Однако я не претендую на роль советчика — только предлагающего. Я думаю, твоя добрая маленькая жена была бы хорошим советчиком; ибо женщины кажутся наделенными своего рода божественной интуицией, и я иногда верю, что они могут видеть гораздо дальше в будущее, чем мужчины. Ты не должен возмущаться моим длинным письмом. Я не мог не рассказать тебе, какой интерес твое последнее вызвало у меня относительно твоих собственных перспектив.

Позволь мне рассказать тебе кое-что, о чем я думал по поводу волынки. Где-то я читал, что волынка была римским военным инструментом и была завезена в Шотландию римскими войсками вместе с «килтом». Тебе, должно быть, приходило в голову, что горская одежда имеет призрачное сходство с одеждой римского рядового, как это показано на Колонне Траяна. Я не могу вспомнить, где я это читал, но ты, несомненно, можешь меня просветить.

Я все еще здоров, хотя мне даже довелось ухаживать за другом, больным желтой лихорадкой. Боги щадят меня по какой-то фантастической причине. Прилагаю несколько образцов некрологов, которыми пестрит наш город, и посылаю копию последнего «Айтем».

Мои глаза окончательно вышли из строя, и мне скоро придется совсем оставить газетную работу. Возможно, я преуспею в каком-нибудь небольшом деле. Что вечно встает передо мной сейчас, как призрак, так это вопрос: «Куда мне пойти? — что мне делать?» Иногда я думаю о Европе, иногда об Вест-Индии — о Флориде, Франции или лондонских дебрях.

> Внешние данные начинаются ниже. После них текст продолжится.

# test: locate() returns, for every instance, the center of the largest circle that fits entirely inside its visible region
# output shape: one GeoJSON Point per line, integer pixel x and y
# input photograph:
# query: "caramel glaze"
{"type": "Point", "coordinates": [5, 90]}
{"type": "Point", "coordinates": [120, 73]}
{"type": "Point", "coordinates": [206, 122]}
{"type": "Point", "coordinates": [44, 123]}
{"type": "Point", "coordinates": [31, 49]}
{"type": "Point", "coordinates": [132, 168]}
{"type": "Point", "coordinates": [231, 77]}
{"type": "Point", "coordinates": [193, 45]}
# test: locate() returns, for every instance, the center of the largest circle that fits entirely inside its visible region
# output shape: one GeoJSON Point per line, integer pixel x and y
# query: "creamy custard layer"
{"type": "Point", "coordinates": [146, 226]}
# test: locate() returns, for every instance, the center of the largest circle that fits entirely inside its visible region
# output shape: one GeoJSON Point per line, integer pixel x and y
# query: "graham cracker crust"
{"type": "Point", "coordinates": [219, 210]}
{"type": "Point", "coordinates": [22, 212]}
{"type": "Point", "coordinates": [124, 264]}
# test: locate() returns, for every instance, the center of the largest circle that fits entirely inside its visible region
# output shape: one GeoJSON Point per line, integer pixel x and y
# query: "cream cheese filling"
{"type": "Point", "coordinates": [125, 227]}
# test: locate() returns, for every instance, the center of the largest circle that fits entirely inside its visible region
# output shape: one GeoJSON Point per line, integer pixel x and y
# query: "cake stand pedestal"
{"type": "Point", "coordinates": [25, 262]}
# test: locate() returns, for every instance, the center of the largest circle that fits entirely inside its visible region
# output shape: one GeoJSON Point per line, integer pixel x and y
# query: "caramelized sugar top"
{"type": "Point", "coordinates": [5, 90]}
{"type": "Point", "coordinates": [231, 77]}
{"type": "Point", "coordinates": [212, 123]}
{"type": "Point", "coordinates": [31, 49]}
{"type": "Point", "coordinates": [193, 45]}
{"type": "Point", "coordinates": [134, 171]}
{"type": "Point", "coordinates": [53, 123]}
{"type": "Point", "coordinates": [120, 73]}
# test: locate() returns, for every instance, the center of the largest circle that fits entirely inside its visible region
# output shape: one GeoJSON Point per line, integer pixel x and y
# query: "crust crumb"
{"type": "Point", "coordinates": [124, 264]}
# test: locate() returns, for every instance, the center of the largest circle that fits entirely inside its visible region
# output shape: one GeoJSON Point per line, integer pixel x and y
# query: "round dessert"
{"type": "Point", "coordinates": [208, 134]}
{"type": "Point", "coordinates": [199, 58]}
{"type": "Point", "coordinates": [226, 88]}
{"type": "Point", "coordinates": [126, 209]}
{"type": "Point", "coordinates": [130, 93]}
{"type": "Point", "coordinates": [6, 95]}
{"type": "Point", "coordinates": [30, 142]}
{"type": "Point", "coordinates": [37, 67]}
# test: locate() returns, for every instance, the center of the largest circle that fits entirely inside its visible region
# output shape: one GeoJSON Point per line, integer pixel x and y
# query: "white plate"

Время не за горами, когда я должен буду куда-то уехать — если только не присоединиться к «Бесчисленному каравану». Всякий раз, когда я спускаюсь к пристаням, я смотрю на белокрылые корабли. О вы, посланники, быстрые Гермесы Торговли, призраки бесконечного океана, куда вы унесете меня? — какую судьбу вы мне принесете, — какие надежды, какие отчаяния?

Your sincere friend and admirer,

L. Hearn.

Г. Э. КРЕЙБИЛУ Новый Орлеан, 1878 г.

Мой дорогой Крейбил, я получил твой замечательный маленький набросок. Он понравился мне больше других — возможно, потому, что, имея дело с более простой темой, ты был меньше скован техническими деталями и смог сохранить свой легкий, светский, свежий метод изложения во всей его простой силе.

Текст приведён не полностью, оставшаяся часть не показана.